Arboreal Galois representations of rational functions: fixed-point proportion and the extension problem
Jorge Fariña-Asategui
TL;DR
The work develops a robust, self-similar extension framework for arboreal Galois representations, yielding a complete positive solution to the extension problem when either the arithmetic or geometric iterated Galois group is branch. It introduces the fixed-point proportion and bad monodromy concepts to show that positive fixed-point proportions arise broadly, including for unicritical odd-degree polynomials, independent of the full extension or specialization problems.

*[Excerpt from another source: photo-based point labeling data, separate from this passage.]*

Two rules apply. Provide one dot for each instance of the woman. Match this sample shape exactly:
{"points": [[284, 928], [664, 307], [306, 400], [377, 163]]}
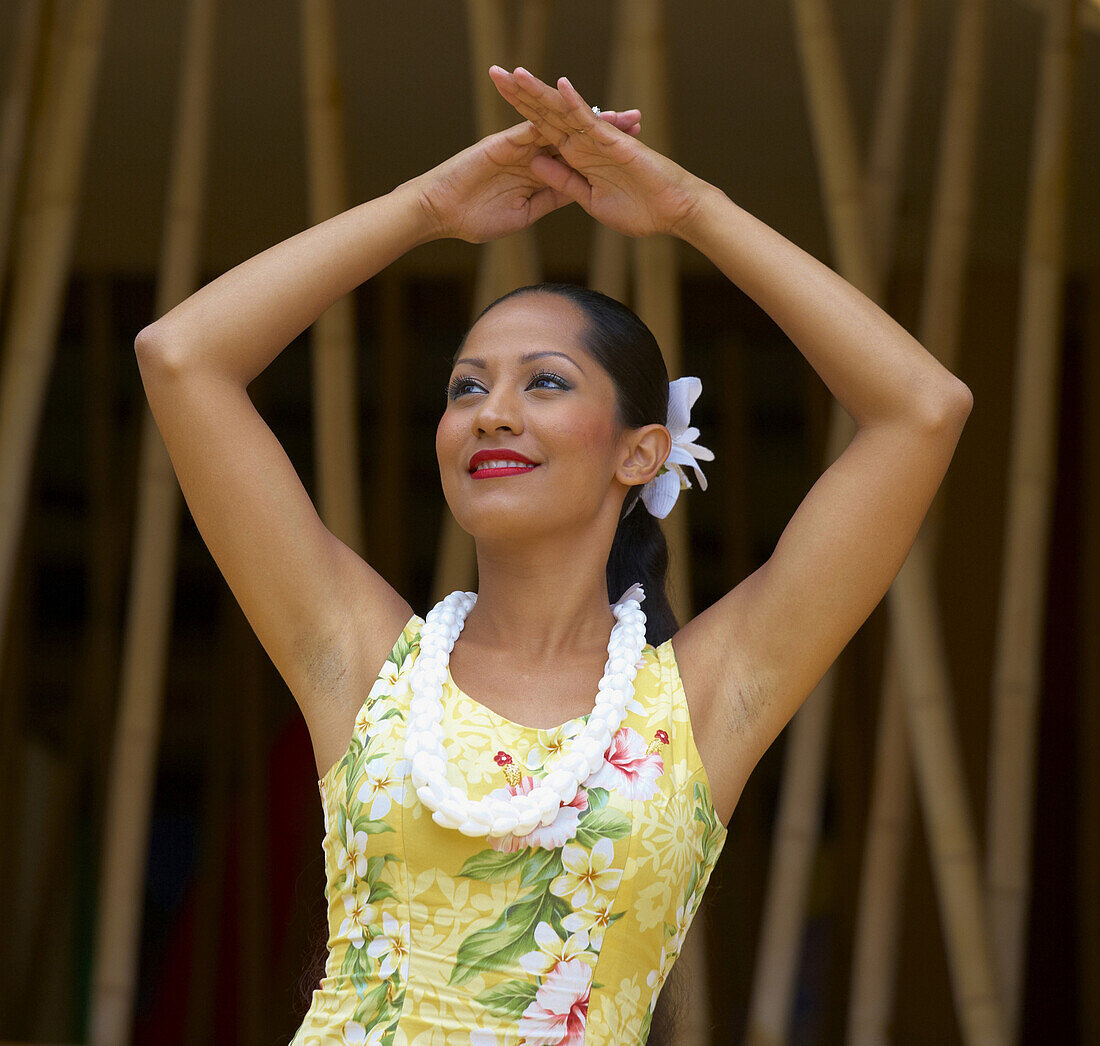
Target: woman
{"points": [[523, 867]]}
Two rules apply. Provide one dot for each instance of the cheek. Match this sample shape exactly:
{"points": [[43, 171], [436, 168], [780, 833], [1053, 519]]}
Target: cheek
{"points": [[446, 436]]}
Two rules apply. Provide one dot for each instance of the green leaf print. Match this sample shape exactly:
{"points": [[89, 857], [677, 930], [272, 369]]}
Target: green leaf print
{"points": [[402, 649], [512, 935], [492, 866], [603, 824], [508, 1000], [542, 867]]}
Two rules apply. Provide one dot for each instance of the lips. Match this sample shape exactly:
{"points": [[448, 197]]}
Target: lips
{"points": [[488, 463]]}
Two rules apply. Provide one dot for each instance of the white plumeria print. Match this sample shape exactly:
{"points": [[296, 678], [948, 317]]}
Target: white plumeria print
{"points": [[360, 915], [370, 720], [392, 946], [354, 1034], [660, 494], [552, 950], [551, 836], [550, 744], [656, 978], [384, 784], [586, 873], [352, 857], [594, 920]]}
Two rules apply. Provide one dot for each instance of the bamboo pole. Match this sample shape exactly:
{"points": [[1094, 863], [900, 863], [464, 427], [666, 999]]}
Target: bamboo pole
{"points": [[213, 834], [389, 521], [798, 824], [794, 843], [65, 83], [876, 953], [332, 334], [882, 183], [938, 763], [85, 712], [657, 274], [1027, 523], [13, 118], [152, 583], [1088, 735], [502, 264], [13, 774], [45, 241], [608, 270]]}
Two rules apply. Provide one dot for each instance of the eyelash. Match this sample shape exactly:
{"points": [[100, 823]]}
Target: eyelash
{"points": [[458, 385]]}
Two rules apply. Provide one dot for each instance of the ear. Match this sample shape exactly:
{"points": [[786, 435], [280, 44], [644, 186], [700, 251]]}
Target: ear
{"points": [[645, 451]]}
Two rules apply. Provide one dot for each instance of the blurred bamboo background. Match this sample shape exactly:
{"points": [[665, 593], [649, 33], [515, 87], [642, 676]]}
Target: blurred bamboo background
{"points": [[917, 857]]}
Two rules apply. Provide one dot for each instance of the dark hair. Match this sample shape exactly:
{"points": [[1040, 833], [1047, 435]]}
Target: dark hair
{"points": [[626, 349]]}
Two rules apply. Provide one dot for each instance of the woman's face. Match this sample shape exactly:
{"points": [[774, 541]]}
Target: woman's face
{"points": [[524, 385]]}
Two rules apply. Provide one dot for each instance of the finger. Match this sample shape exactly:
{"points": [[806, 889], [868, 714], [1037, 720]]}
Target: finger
{"points": [[622, 120], [562, 178], [527, 106], [576, 106], [565, 114]]}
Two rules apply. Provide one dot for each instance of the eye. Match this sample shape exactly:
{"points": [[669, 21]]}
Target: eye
{"points": [[461, 385], [549, 380]]}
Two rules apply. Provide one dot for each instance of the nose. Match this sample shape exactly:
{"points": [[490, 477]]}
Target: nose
{"points": [[498, 411]]}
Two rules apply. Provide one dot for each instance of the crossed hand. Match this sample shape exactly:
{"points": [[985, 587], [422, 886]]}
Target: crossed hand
{"points": [[562, 152]]}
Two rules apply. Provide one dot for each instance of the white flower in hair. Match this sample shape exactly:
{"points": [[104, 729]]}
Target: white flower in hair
{"points": [[660, 494]]}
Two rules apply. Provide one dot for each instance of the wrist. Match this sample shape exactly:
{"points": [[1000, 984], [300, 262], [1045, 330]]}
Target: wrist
{"points": [[425, 223], [705, 198]]}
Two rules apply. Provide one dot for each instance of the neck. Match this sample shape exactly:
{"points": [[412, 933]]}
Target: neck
{"points": [[542, 602]]}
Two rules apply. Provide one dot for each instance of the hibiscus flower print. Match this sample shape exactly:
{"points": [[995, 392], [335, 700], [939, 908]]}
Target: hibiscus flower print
{"points": [[558, 1014], [627, 768], [558, 833]]}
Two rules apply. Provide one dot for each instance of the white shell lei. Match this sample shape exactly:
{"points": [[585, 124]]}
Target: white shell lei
{"points": [[517, 814]]}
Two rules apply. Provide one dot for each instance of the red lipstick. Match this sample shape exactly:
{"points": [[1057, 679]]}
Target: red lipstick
{"points": [[491, 463]]}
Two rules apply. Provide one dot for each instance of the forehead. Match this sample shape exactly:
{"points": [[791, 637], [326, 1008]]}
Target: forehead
{"points": [[528, 322]]}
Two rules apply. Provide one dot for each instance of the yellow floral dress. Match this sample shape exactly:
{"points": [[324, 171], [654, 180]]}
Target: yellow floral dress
{"points": [[564, 936]]}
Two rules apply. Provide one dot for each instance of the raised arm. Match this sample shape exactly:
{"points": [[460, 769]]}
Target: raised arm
{"points": [[761, 649], [750, 660], [326, 618]]}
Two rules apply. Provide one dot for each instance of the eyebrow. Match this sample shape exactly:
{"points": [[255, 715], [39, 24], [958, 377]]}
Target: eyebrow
{"points": [[526, 358]]}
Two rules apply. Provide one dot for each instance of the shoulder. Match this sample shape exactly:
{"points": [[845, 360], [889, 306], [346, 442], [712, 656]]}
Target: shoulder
{"points": [[726, 696]]}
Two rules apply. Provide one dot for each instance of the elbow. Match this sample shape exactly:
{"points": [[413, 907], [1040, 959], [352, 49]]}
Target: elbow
{"points": [[153, 349], [149, 343], [947, 409]]}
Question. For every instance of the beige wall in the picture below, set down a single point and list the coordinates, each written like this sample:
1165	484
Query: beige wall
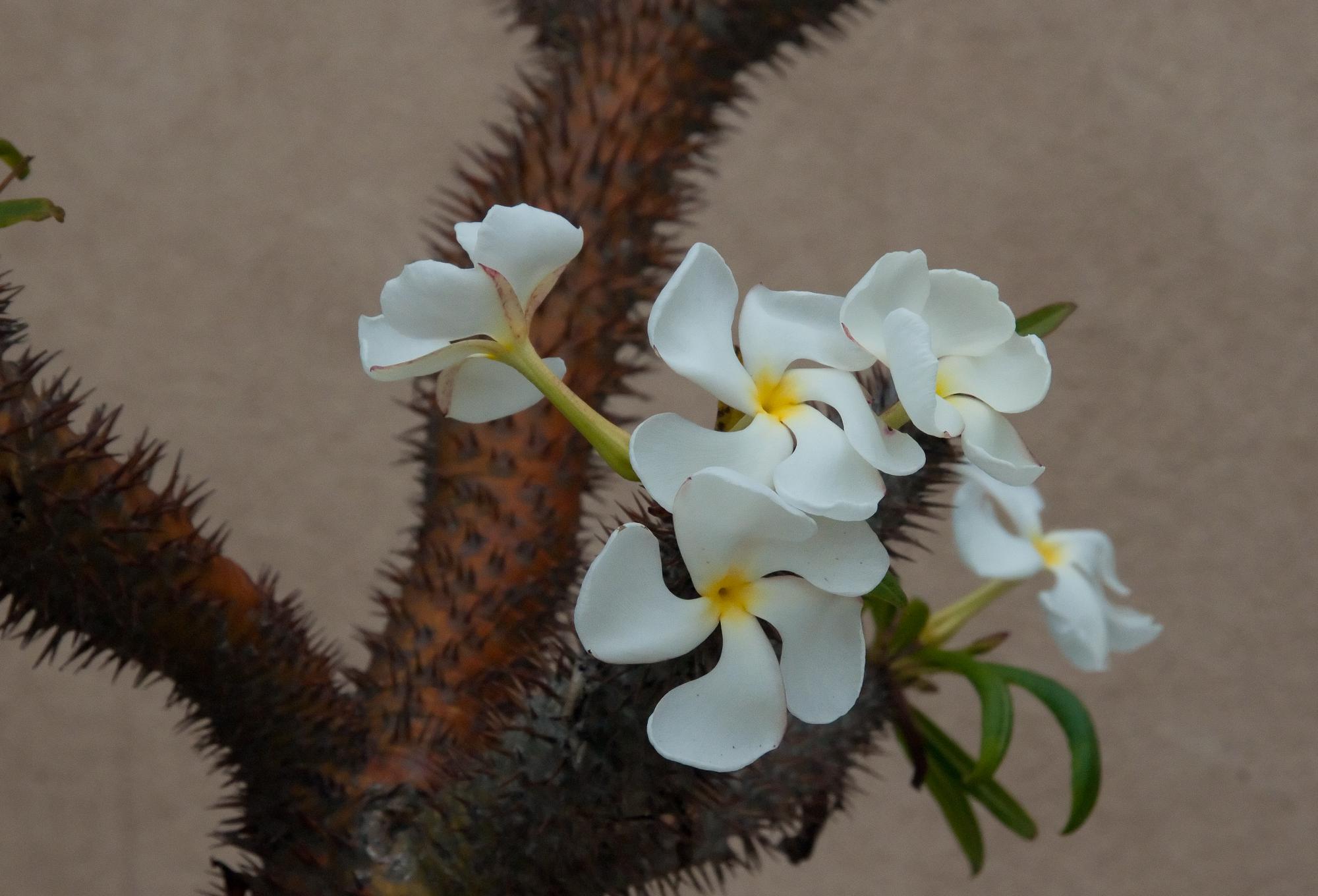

A central achievement is constructing the intermediate group $G_H$ to produce fractal, branch groups with fixed-point processes that can converge to $d$ with positive probability, providing counterexamples to Jones’ conjecture on the $d$-adic tree. The results unify algebraic and geometric perspectives, yield concrete bounds in the unicritical case, and illuminate specialization behavior through monodromy and branching analyses with potential broad impact on Arboreal Galois representations and related dynamics.
Abstract
We give an explicit description of the arithmetic-geometric extension of iterated Galois groups of rational functions. This yields a complete solution to the extension problem when either the arithmetic or the geometric iterated Galois group is branch, answering a question of Adams and Hyde. Furthermore, we obtain a sufficient condition for the arithmetic iterated Galois group of a rational function to have positive fixed-point proportion, which further applies in many instances to the specialization to non strictly post-critical points. In particular, this holds for all unicritical polynomials of odd degree, which greatly generalizes a result of Radi for the polynomial $z^d+1$. Lastly, we obtain the first family of groups acting on the $d$-adic tree whose fixed-point process becomes eventually $d$ for any $d\ge 2$ with positive probability. What is more, these groups are fractal and branch and thus positive-dimensional; hence they yield the first family of counterexamples to a conjecture of Jones for every $d$-adic tree.